This is the first of what I hope will be informative and helpful progress reports for the Evergreen software development project. In this report I plan on giving a broad, project-wide overview of events, decisions, issues, and milestones that have occurred recently within the project. I also hope this report elicits responses and comments from you, the reader. My goal is to compile this sort of report at least monthly. The official target audience for this report is the PINES Executive Committee, but, of course, I welcome anyone to read and comment. I should also mention that since this is my first report, and I have to cover multiple months, this will most likely be one of my larger reports.

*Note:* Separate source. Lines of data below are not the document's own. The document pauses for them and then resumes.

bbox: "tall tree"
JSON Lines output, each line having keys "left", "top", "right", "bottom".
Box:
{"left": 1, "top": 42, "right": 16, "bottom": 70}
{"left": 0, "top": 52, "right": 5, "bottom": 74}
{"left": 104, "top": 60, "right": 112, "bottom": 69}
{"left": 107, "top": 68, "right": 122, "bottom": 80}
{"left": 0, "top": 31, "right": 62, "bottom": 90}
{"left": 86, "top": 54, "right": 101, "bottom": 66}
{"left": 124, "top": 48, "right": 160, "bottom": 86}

Assembling The Development Team
The first task we focused on was assembling the people who would form the core of the software development team. We currently have four staff members working on the development project as their primary duty:
- Brad LaJeunesse, PINES System Administrator, will be providing system administration and project management. Brad is a librarian, and has extensive knowledge of library data, practices, and policies.
- Jason Etheridge, PINES System Support Specialist, will primarily develop the staff client and online public access catalog (OPAC). Jason will also assist in the modeling and the development of the business logic for the application. Jason has a wealth of experience with library data.
- Bill Erickson, PINES Systems Developer, will lead the development effort of the application business logic and middleware, including data modeling, data transfer, and general application logic.
- Mike Rylander, PINES Database Developer, will be primarily responsible for the development of the storage and persistence model, and will assist in overall application and data model design.
(Note: The above was copied from this FAQ entry.)
From a personal perspective, I have to mention that the development team members started working together like a well-oiled machine almost from the very beginning.
Teaching MARC to a Programmer
One of our first tasks was to acclimate the new programmers to the PINES project and to library data and practices. We went to a PINES library, and the programmers learned about library operations and needs. We also talked in-depth about library-specific data issues– namely, MARC.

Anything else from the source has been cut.